We continue to praise God for holding our family firmly in His grip.  We praise Him for all the wonderful friends and family who have sent cards, gifts, meals, the list goes on and on.  (It was actually about 2-3 weeks before we had a day that the mail did not bring at least a card, usually two or three, for Sam.  Thank you, thank you, thank you for showing so much love to my sweet boy!)  We continue to praise God as well for His sovereign plan and the work He is doing in our lives.

9/19/2011 - Birthday, 2 week followup, and a great picture!

Sam celebrated his 11th birthday this past Sunday.  While it was definitely slower paced than we are used to, it was a good day.  He received lots of Legos, saw Kungfu Panda 2 a second time, went back to church for the first time since we left for Chicago, and had Speatzel (his favorite -a German noodle/dumpling) for dinner.  We of course were very thankful indeed to be celebrating Sam's birthday with him on the mend.
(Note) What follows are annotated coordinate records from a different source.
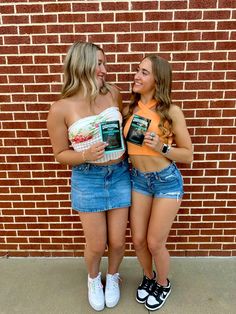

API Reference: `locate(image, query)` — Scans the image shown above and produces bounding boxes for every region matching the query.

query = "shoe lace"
[150,283,164,299]
[90,278,103,293]
[140,276,154,292]
[108,274,121,289]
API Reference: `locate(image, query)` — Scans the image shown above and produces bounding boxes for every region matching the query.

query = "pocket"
[72,164,90,174]
[158,171,178,183]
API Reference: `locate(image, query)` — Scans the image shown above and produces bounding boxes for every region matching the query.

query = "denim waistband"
[72,158,128,170]
[132,162,177,178]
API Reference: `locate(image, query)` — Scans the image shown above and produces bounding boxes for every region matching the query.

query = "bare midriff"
[129,155,171,172]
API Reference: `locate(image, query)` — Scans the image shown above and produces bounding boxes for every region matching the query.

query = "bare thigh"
[79,212,107,250]
[148,198,181,245]
[107,207,129,246]
[130,191,152,242]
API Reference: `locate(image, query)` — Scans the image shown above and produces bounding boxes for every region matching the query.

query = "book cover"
[100,120,124,153]
[126,114,151,146]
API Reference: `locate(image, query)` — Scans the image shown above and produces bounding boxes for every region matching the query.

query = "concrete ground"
[0,257,236,314]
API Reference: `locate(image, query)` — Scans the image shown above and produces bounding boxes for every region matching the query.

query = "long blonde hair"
[61,41,108,99]
[125,54,172,136]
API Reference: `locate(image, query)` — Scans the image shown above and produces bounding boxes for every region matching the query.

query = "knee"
[108,239,125,252]
[87,243,106,256]
[147,238,165,255]
[133,237,147,250]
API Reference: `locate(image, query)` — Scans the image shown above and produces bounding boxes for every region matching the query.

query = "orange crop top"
[124,99,173,156]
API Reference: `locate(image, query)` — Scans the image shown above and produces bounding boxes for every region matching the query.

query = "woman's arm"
[47,101,105,166]
[166,105,193,163]
[144,105,193,163]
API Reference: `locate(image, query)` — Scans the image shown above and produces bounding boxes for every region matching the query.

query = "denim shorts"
[131,163,184,200]
[71,159,131,212]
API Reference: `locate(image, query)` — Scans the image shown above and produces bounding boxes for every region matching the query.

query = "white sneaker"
[105,273,120,307]
[88,273,105,311]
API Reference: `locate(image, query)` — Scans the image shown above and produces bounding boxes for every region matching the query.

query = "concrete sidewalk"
[0,257,236,314]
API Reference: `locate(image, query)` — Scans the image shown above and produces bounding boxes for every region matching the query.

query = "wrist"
[82,150,87,162]
[161,143,171,155]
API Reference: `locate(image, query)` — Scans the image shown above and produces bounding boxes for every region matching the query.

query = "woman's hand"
[143,132,163,152]
[84,142,108,161]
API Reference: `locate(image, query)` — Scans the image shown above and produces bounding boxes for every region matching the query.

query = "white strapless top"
[68,106,125,163]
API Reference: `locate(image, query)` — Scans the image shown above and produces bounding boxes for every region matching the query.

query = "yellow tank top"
[124,99,173,156]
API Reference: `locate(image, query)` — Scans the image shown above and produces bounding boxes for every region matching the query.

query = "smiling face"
[133,58,156,98]
[95,50,107,88]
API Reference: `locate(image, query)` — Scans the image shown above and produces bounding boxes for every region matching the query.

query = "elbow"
[187,151,193,164]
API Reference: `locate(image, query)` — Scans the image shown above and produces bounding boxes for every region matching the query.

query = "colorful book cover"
[100,120,124,153]
[126,114,151,146]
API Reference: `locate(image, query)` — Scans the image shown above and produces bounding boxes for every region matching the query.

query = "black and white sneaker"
[145,279,171,311]
[136,271,156,303]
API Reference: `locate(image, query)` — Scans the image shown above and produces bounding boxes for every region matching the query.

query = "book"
[126,114,151,146]
[100,120,124,153]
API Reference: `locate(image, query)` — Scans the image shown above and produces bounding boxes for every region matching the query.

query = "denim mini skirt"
[71,159,131,212]
[131,163,184,200]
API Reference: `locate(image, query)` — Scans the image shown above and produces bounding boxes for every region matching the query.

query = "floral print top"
[68,106,125,163]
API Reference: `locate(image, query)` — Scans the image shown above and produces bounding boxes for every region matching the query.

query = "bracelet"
[161,144,171,155]
[82,150,87,162]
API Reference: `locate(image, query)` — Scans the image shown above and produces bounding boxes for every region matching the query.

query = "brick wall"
[0,0,236,256]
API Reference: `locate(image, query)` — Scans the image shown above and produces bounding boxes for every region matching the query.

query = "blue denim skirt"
[131,163,184,200]
[71,159,131,212]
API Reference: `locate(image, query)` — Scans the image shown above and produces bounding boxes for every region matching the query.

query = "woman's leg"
[79,212,107,278]
[147,198,181,286]
[130,191,153,278]
[107,207,129,274]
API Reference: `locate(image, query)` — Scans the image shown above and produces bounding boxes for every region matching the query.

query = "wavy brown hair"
[125,54,173,137]
[61,41,109,99]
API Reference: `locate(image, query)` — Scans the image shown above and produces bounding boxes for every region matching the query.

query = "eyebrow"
[138,66,151,74]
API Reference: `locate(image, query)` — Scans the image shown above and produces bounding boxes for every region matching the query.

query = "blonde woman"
[124,54,193,311]
[47,42,131,311]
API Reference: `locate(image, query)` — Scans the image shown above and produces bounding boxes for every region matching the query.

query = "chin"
[133,86,140,94]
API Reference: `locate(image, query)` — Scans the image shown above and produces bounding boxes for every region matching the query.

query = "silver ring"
[150,132,156,141]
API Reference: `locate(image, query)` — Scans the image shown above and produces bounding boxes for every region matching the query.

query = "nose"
[134,71,140,80]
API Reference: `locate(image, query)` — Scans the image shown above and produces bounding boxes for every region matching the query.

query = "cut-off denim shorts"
[71,159,131,212]
[131,163,184,200]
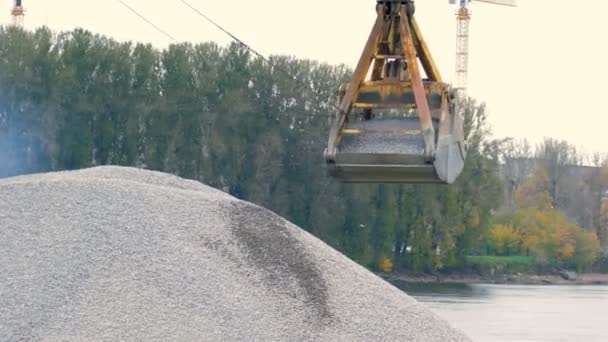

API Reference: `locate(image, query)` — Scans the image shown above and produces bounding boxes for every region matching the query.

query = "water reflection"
[394,282,608,342]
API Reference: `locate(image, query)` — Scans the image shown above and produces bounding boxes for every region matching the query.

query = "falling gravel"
[0,167,469,341]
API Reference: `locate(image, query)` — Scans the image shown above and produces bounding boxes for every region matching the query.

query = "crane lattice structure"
[11,0,25,27]
[450,0,516,93]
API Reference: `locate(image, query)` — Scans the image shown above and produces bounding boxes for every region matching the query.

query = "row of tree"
[0,27,595,271]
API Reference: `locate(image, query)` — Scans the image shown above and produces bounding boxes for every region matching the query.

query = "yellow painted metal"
[412,17,442,82]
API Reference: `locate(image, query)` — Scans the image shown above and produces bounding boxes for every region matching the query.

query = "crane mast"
[450,0,517,95]
[455,7,471,93]
[11,0,25,27]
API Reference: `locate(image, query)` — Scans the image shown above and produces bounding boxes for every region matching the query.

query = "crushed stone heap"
[0,167,469,342]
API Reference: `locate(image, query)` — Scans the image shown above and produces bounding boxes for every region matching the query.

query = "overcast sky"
[0,0,608,153]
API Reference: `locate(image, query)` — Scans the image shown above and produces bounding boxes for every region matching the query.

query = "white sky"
[0,0,608,153]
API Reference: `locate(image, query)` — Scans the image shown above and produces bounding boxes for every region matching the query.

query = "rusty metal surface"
[399,7,435,159]
[325,0,466,183]
[354,81,446,110]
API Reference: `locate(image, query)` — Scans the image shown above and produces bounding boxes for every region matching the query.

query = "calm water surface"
[395,283,608,342]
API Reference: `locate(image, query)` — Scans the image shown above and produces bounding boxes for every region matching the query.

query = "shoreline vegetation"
[379,273,608,285]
Today we traveled back up to Chicago for Sam's 2 week follow-up appointment.  First stop was x-rays, then on to see the doctor.  Dr. Alden thought Sam's surgical site was healing beautifully.  He removed the stitches today, which Sam did not particularly enjoy, but I am sure he is glad they are gone now that it is done.  So far there has been no evidence if any leakage of spinal fluid, or infection.  Praise God.  We then went to another room to look at the x-rays.  They are looking great.  The x-rays are taken from the side and everything appears to have the correct alignment still.  I wasn't sure after the surgery how Sam would feel about Dr. Alden at this point, but it looks like Sam and the Doctor will be able to stay friends.

I have been trying to figure out how to share this picture.  Dr. Alden had the idea that I could just take a picture of his side by side view, so I hope this will come across OK.  This is the shot that is priceless to me.
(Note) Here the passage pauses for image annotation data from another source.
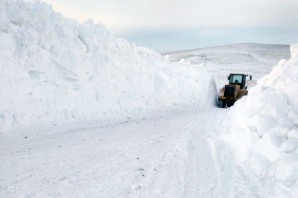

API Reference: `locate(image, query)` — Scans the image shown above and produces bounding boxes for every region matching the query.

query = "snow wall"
[223,45,298,198]
[0,1,210,132]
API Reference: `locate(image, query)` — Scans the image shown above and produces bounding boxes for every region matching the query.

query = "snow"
[224,45,298,197]
[0,0,298,198]
[0,1,210,132]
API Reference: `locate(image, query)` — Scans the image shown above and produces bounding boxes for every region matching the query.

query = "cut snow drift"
[0,1,210,132]
[224,45,298,198]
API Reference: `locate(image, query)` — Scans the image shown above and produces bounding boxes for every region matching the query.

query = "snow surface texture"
[0,1,210,132]
[164,43,290,89]
[224,45,298,198]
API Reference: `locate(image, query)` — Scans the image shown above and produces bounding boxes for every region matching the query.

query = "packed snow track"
[0,107,261,198]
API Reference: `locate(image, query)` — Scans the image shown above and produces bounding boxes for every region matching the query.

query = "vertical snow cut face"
[223,45,298,198]
[0,1,209,132]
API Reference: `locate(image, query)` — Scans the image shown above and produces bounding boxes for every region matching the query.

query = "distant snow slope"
[0,1,210,132]
[164,44,290,89]
[224,45,298,198]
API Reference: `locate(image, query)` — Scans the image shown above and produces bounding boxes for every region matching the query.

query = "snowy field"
[0,1,298,198]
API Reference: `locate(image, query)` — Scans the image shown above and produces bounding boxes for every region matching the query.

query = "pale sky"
[42,0,298,51]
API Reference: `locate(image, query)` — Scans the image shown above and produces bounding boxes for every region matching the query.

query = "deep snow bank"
[224,45,298,198]
[0,1,210,132]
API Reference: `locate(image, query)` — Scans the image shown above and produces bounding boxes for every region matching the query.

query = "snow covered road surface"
[0,107,266,198]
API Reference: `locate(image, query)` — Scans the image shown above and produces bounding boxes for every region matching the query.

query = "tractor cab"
[217,74,252,108]
[228,74,252,89]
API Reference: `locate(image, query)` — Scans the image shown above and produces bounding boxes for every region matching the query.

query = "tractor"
[217,74,252,108]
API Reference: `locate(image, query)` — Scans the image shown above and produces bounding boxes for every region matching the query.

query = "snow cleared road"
[0,107,264,198]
The first picture is the before, and the one next to it is post surgery.  The red circle shows the top of the spine that is poking in to the brain stem  Notice how much straighter it is in the second picture.  Also you can tell that the indent into the brain stem is no longer present.
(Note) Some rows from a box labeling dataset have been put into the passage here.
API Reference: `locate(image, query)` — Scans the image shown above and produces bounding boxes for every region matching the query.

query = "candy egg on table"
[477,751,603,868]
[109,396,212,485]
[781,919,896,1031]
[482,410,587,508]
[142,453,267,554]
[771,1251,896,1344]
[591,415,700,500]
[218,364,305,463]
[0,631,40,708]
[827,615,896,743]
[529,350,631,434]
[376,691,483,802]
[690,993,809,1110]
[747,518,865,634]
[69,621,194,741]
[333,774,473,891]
The black circle shows where the Chiari malformation is.  In the first picture you can see, if you look closely, how the brain tonsils (bottom material of the brain) descends down and is pressed between the spinal cord and the cervical plates.  In the second picture the tonsils have risen back up and is no longer compressed or pressing against the spinal cord.

The blue circle is around a small triangular area that Dr. Alden used to show us some distance markers. I know it has more significance than what I can explain, but this is as far as my understanding could go.  In the first picture the top of the spine presses right up against the triangular space.  The second picture shows that the triangular area is now a full centimeter away from the spine.

 Here is the side by side without marks so you can see it a little clearer.

On a funny side note, the medical records show that in about a 3 week period from before to after surgery, Sam gained just over a 1/2 inch of height.  They definitely accomplished stretching things out!

Last, I am happy to share that we have no explanation, but Sam's apnea numbers that have not been good since arriving home, have continued to lower slowly.  The last two nights have been low enough that they are considered to be within acceptable limits.  We don't know why they went up, and we don't know why they are going down, but I am choosing to simply thank God that He has continued to keep His mighty hand on us.  Sam's spirits are continuing to improve as well.  He is choosing to pursue interests a little more readily, and is starting to look forward to getting re-involved in regular activities at home and with friends.  Thank you again for your prayers on these issues.  At this point we will continue to pray for good solid bone growth and that in the meantime his alignment stays looking good.  We return to Chicago for his next followup in three weeks.  I will look forward to updating you on his progress at that time, unless anything comes up to share beforehand.  Thanks again everyone.